Finding the maximum value of $ab+ac+ad+bc+bd+3cd$

If $a,b,c,d>0$ satisfy the condition ${ a }^{ 2 }+{ b }^{ 2 }+{ c }^{ 2 }+{ d }^{ 2 }=1$, find the maximum value of $ab+ac+ad+bc+bd+3cd$.

Thank you.

• You could try langrange multipliers – XPenguen Dec 22 '15 at 15:08
• Easily, but I'm in search of an elementary solution suitable for contest math. – Swapnil Das Dec 22 '15 at 15:21
• Use Couchy inequality in first equation. Then consider the second. – openspace Dec 22 '15 at 15:26

Hint: consider that the eigenvalues of the symmetric matrix $$M = \begin{pmatrix} 0 & 1 & 1 & 1 \\ 1 & 0 & 1 & 1 \\ 1 & 1 & 0 & 3 \\ 1 & 1 & 3 & 0 \end{pmatrix}$$ are $-3,-1,2+\sqrt{5}$ and $2-\sqrt{5}$. In particular, $\left(\frac{\sqrt{5}-1}{2},\frac{\sqrt{5}-1}{2},1,1\right)^T$ in the only eigenvector of $M$ with positive coordinates, and it is associated with the largest eigenvalue $2+\sqrt{5}$. It follows that:
$$\max_{\substack{a^2+b^2+c^2+d^2=1 \\ a,b,c,d>0}} \frac{1}{2}(a\, b\, c\, d)\, M\, (a\, b\, c\, d)^T = \frac{2+\sqrt{5}}{2} = \color{red}{1+\frac{\sqrt{5}}{2}}.$$
Such a maximum is attained by $(a,b,c,d)=(x,x,y,y)$ with $x=\frac{1}{2}\sqrt{1-\frac{1}{\sqrt{5}}}$ and $y=\frac{1}{2}\sqrt{1+\frac{1}{\sqrt{5}}}$.
Let $ab+ac+ad+bc+bd+3cd=k$. Hence, $k>0$ and $ab+ac+ad+bc+bd+3cd=k(a^2+b^2+c^2+d^2)$ or $ka^2-(b+c+d)a+k(b^2+c^2+d^2)-bc-bd-3cd=0$. Hence, $(b+c+d)^2-4k(k(b^2+c^2+d^2)-bc-bd-3cd)\geq0$ or $(4k^2-1)b^2-2(2k+1)(c+d)b+(4k^2-1)(c^2+d^2)-2(6k+1)cd\leq0$. If $0<k\leq\frac{1}{2}$ so the last inequality is obviously true.
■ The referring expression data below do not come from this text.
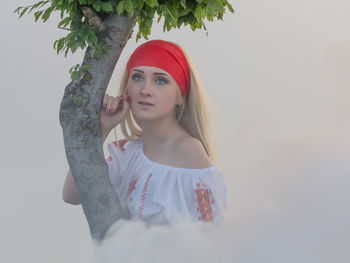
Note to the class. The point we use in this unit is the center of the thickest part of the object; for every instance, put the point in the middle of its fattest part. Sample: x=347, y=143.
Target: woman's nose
x=146, y=89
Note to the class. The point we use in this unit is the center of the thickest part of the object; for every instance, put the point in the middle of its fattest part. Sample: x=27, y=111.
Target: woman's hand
x=114, y=110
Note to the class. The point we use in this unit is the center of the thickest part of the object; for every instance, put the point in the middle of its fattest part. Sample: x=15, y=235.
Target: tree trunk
x=82, y=132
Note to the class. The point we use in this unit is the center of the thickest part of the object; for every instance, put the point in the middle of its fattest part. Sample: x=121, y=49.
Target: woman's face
x=155, y=86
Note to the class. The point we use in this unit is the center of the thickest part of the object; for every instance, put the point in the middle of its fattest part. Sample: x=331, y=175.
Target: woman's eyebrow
x=155, y=73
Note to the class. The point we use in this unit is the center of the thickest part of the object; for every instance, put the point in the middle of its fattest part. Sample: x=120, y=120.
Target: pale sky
x=277, y=74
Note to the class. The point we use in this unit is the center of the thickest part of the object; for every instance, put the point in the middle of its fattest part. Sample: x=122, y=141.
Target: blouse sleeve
x=208, y=202
x=114, y=162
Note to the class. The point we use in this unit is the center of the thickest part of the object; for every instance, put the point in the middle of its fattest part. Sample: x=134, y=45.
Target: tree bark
x=82, y=131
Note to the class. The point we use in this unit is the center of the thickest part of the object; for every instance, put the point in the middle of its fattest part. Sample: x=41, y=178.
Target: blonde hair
x=192, y=116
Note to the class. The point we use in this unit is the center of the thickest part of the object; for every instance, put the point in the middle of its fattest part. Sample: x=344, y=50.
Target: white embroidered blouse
x=162, y=194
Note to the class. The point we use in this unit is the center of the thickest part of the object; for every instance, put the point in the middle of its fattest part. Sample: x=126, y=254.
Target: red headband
x=165, y=55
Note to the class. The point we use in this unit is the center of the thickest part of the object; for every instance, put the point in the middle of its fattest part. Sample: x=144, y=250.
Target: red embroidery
x=121, y=144
x=132, y=187
x=204, y=199
x=143, y=197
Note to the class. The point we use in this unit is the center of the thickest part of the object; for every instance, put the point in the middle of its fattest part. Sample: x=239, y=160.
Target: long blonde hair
x=193, y=116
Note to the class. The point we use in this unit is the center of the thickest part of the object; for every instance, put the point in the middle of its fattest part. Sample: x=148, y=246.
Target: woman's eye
x=162, y=81
x=136, y=77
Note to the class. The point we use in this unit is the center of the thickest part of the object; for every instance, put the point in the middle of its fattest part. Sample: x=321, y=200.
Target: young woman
x=164, y=169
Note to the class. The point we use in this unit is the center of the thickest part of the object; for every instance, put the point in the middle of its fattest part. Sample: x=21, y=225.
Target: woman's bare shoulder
x=192, y=152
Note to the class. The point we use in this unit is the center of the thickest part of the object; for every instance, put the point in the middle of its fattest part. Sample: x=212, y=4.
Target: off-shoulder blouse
x=162, y=194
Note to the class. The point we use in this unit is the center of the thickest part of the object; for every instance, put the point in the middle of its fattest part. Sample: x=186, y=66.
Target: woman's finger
x=105, y=100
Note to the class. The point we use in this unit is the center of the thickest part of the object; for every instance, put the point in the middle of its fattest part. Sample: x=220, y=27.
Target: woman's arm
x=70, y=194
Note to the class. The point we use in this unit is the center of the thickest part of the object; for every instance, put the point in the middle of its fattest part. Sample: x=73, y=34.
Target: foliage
x=176, y=13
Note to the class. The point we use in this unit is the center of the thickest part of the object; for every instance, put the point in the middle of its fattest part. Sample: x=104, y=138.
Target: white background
x=278, y=75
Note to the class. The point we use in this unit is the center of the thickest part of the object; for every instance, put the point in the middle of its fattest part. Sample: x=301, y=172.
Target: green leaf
x=229, y=7
x=151, y=3
x=107, y=7
x=60, y=44
x=97, y=6
x=38, y=14
x=47, y=13
x=92, y=39
x=128, y=5
x=17, y=10
x=22, y=13
x=183, y=4
x=64, y=22
x=120, y=7
x=198, y=13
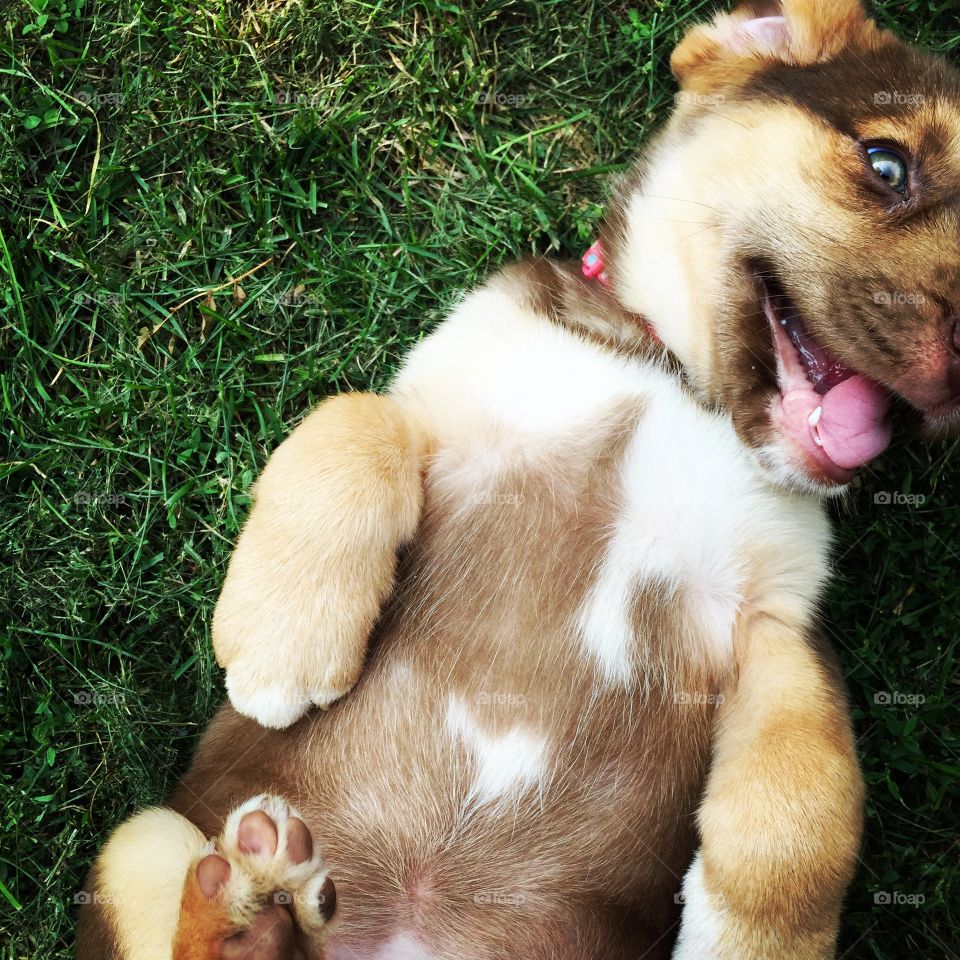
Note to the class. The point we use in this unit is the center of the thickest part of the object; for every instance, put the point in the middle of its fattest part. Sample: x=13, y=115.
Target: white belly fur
x=499, y=385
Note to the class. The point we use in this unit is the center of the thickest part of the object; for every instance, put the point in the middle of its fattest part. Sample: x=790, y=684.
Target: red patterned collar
x=593, y=267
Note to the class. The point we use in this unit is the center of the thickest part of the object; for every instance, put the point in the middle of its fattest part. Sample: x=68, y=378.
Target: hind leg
x=258, y=891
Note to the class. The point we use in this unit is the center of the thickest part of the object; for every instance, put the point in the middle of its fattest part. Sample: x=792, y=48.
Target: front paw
x=288, y=643
x=260, y=891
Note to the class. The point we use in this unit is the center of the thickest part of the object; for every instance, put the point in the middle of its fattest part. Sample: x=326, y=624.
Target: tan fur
x=319, y=551
x=782, y=814
x=142, y=871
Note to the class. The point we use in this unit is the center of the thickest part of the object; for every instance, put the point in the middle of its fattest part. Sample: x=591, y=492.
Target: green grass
x=339, y=157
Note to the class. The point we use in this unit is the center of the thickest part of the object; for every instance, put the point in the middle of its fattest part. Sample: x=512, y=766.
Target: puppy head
x=794, y=234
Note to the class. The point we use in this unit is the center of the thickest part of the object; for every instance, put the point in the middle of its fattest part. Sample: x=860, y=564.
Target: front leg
x=317, y=557
x=781, y=819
Let $k>\frac{1}{2}$. Hence, $(2k+1)^2(c+d)^2-(4k^2-1)\left((4k^2-1)(c^2+d^2)-2(6k+1)cd\right)\geq0$ or $(2k+1)(c+d)^2-(2k-1)\left((4k^2-1)(c^2+d^2)-2(6k+1)cd\right)\geq0$ or $(2k^2-k-1)c^2-(6k-1)cd+(2k^2-k-1)d^2\leq0$. If $\frac{1}{2}<k\leq1$ so the last inequality is obviously true. Let $k>1$. Hence, $(6k-1)^2-4(2k^2-k-1)^2\geq0$, which gives $k\leq1+\frac{\sqrt5}{2}$. Easy to see that for $k=1+\frac{\sqrt5}{2}$ the equality indeed occurs. Id est, the answer is $1+\frac{\sqrt5}{2}$.